To get max benefits, she recommends cranking out these circuits (or similar variations) three to four times a week. Follow along below to give this workout a try—and see if it lives up to its name.
Complete the four exercises below on the top of every minute. Once you finish that fourth exercise, the remaining time on the minute is your rest period.
For this circuit, you'll need a mat, and a set of five to 10 pound dumbbells (if you notice your form is struggling, go down in weight).
Plank Toe Taps
How to: Start in plank position, with your hands on the ground, shoulder-distance apart (a). Keep your core engaged. Lift your left foot and tap it out to the side, about 12 inches from your stationary foot (b). Return to starting position and repeat on the right side. That’s one rep. Do five.
Renegade Rows Alternating
How to: Assume a pushup position with your hands on the dumbbells, arms extended, and feet slightly wider than hip-width apart (a). Bend your left arm and raise the dumbbell to chest level, keeping your hips and shoulders level (b). Lower the weight to the floor, then repeat the move by rowing the right dumbbell. That's one rep. Do five.
How to: Hold dumbbells at shoulder height, elbows bent and palms facing each other, feet shoulder-width apart. Bend your knees and sit your hips back to lower into a squat (a). Explode back up, pushing the dumbbells directly overhead until arms are fully extended (b). Pause, then lower the weights as you squat. That's one rep. Do five.

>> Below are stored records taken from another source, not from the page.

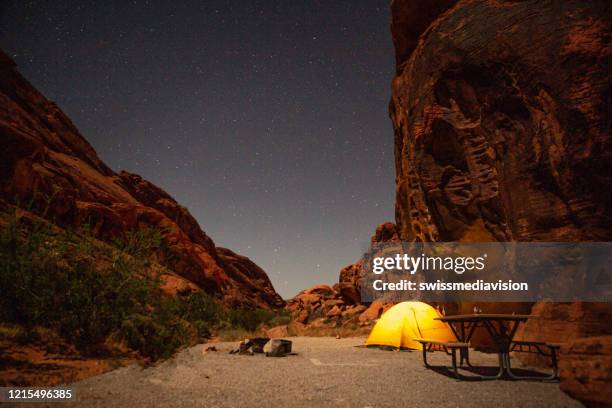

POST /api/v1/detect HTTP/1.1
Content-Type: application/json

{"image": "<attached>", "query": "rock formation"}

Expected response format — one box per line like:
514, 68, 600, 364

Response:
286, 223, 398, 329
0, 49, 283, 309
388, 1, 612, 286
559, 336, 612, 407
390, 0, 611, 243
389, 0, 611, 405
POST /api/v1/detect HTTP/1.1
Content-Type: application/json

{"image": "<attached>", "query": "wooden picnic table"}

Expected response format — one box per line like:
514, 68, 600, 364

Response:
435, 314, 556, 380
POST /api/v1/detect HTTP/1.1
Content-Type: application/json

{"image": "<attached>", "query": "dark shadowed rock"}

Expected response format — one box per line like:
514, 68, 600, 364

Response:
514, 302, 612, 367
390, 0, 458, 73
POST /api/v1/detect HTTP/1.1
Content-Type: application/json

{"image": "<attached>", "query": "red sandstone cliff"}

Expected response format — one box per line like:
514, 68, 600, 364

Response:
389, 0, 611, 405
0, 49, 283, 309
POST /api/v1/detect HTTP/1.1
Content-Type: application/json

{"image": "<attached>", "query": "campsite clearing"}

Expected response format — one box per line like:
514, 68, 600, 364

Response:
70, 337, 580, 407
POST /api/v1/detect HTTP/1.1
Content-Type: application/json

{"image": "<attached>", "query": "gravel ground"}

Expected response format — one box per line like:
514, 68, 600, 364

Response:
69, 337, 582, 408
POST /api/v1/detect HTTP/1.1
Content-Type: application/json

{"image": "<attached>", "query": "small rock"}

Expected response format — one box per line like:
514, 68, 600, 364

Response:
326, 305, 342, 318
265, 339, 292, 357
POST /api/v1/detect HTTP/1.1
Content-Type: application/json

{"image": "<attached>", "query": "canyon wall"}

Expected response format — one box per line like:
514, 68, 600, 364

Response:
0, 49, 283, 309
389, 0, 611, 405
390, 0, 610, 243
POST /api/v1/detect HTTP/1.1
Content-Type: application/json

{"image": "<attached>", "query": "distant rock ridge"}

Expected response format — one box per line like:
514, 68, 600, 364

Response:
0, 48, 283, 309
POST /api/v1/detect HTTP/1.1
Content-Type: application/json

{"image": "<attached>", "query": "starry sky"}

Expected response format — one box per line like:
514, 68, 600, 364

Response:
0, 0, 395, 298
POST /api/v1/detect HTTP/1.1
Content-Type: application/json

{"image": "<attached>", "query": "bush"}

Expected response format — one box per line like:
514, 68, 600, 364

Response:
111, 227, 170, 266
0, 210, 220, 360
120, 311, 192, 361
0, 214, 163, 354
225, 308, 277, 332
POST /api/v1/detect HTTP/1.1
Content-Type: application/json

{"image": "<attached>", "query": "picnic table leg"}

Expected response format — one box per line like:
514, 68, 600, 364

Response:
461, 351, 504, 380
462, 322, 479, 367
503, 351, 559, 381
551, 347, 559, 379
451, 348, 459, 378
451, 322, 473, 367
459, 347, 472, 367
422, 344, 430, 368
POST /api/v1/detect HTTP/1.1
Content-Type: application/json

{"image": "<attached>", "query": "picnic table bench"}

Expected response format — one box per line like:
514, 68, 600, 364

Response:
413, 338, 469, 378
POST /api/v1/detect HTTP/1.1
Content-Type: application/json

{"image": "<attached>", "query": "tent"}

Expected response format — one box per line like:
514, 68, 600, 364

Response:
365, 301, 455, 350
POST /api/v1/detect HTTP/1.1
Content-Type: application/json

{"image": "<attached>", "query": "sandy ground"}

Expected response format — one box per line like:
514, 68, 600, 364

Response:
68, 337, 582, 408
0, 343, 118, 387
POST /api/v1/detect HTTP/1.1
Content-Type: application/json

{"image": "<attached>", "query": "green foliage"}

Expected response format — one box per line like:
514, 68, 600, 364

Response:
119, 311, 191, 361
0, 210, 217, 360
265, 309, 292, 327
225, 308, 277, 332
111, 227, 166, 264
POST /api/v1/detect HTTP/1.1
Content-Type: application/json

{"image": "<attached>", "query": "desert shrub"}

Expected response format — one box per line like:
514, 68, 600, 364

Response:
117, 290, 226, 359
111, 226, 177, 270
0, 210, 217, 359
176, 292, 224, 337
0, 214, 163, 354
265, 308, 292, 327
119, 311, 192, 361
224, 308, 278, 332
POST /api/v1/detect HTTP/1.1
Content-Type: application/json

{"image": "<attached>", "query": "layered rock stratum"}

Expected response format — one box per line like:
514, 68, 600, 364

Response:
0, 49, 283, 309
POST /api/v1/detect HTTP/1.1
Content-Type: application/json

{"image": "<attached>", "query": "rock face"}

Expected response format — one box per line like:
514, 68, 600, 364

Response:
0, 49, 283, 309
560, 336, 612, 407
338, 222, 399, 294
390, 0, 611, 244
389, 1, 611, 405
513, 302, 612, 366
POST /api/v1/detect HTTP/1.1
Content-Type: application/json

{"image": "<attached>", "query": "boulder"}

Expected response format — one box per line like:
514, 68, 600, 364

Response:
334, 282, 361, 305
515, 302, 612, 367
371, 222, 400, 243
294, 310, 309, 324
342, 304, 367, 318
303, 285, 335, 296
266, 325, 289, 339
359, 300, 392, 323
326, 305, 342, 318
264, 339, 292, 357
323, 299, 344, 309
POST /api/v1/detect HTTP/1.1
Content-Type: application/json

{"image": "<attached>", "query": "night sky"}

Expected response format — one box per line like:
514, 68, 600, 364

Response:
0, 1, 395, 298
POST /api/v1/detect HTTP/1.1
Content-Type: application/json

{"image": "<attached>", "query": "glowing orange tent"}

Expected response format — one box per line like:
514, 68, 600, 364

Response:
365, 301, 455, 350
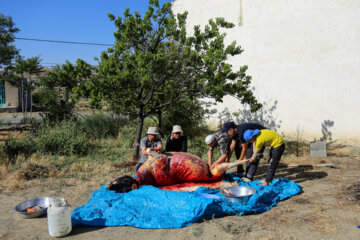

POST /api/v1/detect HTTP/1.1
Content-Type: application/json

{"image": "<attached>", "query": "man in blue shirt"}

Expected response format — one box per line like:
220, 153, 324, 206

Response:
224, 122, 266, 179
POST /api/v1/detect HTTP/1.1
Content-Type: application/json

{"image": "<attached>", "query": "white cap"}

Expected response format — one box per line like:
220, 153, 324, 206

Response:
172, 125, 183, 133
146, 127, 159, 135
205, 135, 215, 144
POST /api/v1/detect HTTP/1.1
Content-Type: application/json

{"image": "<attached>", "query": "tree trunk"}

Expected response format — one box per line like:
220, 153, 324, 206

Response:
20, 76, 24, 119
132, 109, 144, 161
157, 109, 163, 137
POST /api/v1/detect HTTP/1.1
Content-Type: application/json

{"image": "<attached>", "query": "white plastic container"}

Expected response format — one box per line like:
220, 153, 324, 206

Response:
47, 198, 72, 237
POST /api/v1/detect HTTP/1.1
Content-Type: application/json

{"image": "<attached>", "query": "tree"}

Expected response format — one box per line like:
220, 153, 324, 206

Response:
83, 0, 261, 160
0, 14, 19, 75
36, 59, 91, 121
13, 56, 43, 118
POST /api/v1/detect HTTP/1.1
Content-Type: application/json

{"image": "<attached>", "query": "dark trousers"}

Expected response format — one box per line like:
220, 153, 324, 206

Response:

How to: Start in a standing position, with your arms overhead (a). Bend your knees to place your hands on the floor underneath your shoulders (b). Jump both feet behind you, bending your elbows to lower your body to the floor (c). Quickly reverse the motion, then jump straight up and clap your hands overhead. That's one rep. Do five.
Rest for 90 seconds before moving on to this round.

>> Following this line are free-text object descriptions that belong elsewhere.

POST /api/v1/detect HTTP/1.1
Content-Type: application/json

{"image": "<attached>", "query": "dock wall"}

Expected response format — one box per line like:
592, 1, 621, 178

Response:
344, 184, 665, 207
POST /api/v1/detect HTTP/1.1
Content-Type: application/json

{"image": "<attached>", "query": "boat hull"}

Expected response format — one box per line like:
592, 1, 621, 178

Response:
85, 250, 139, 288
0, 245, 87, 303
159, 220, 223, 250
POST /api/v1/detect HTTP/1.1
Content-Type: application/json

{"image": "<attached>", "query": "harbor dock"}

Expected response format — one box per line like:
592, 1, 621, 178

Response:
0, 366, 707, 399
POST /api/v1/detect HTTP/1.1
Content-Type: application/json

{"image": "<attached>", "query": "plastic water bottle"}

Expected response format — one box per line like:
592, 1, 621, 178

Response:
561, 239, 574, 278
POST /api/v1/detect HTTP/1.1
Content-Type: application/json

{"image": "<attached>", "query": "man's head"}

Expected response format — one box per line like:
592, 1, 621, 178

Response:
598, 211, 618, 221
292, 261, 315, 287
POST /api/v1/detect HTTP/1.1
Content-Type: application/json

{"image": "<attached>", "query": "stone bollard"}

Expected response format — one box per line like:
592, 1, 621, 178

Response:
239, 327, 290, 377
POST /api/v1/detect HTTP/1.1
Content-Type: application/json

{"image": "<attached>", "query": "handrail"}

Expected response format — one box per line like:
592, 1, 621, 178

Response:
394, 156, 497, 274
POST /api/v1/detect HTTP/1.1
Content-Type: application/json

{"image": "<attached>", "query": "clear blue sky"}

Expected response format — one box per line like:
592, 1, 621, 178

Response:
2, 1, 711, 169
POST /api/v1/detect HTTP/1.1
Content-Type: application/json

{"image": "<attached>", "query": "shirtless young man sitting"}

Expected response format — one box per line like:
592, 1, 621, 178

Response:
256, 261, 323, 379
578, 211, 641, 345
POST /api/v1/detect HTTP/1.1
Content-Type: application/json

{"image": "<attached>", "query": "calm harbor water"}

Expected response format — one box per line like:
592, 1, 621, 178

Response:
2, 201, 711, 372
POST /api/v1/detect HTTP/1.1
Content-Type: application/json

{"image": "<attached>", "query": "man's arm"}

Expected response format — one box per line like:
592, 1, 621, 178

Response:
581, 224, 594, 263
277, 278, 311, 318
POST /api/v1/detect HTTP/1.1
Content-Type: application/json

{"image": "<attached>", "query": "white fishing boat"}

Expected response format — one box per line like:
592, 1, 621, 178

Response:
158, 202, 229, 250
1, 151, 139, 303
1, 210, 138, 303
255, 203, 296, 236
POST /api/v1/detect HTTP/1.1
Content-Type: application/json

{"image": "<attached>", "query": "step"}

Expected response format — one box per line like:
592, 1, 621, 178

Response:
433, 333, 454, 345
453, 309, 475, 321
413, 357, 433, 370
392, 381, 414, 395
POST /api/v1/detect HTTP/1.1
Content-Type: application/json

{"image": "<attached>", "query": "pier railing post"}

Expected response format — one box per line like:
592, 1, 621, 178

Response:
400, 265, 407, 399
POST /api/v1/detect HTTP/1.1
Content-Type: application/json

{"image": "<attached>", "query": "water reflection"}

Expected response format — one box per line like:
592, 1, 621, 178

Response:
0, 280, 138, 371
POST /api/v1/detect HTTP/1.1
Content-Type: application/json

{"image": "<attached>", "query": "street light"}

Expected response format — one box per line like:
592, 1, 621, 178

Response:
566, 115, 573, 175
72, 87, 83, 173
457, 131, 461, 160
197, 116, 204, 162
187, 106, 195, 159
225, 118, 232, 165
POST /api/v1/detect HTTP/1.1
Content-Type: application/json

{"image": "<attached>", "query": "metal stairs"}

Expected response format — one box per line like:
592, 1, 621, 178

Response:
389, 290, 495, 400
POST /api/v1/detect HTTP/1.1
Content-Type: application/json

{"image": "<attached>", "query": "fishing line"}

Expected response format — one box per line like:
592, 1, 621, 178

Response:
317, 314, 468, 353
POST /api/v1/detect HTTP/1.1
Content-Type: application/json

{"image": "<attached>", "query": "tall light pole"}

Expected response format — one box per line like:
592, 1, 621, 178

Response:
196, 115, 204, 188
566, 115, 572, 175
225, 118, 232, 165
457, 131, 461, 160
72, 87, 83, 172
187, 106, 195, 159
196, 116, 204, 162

Then, set your stopwatch for five minutes, and do as many rounds of the three exercises below as possible. Your goal is to complete five to six rounds.
For this circuit, all you need is a mat.
How to: Lie faceup on the floor with your knees bent and feet flat (a). Bend your arms and place your hands lightly behind your neck. Raise your torso to an upright position (b). Slowly lower your torso to the starting point. That's one rep. Do ten.
Inchworms With Pushup
How to: Start in a standing position. Place your hands on the floor in front of you, legs straight. Walk out so your body forms a straight line, then complete a pushup (a); slowly step your feet toward your hands, legs straight. Then stand back up (b). That's one rep. Do five.
How to: With your feet hip-width apart, lower your body until your knees are bent almost 90 degrees (a). Explosively jump your legs outward (b), and then immediately jump to bring them back to starting position. That's one rep. Do ten.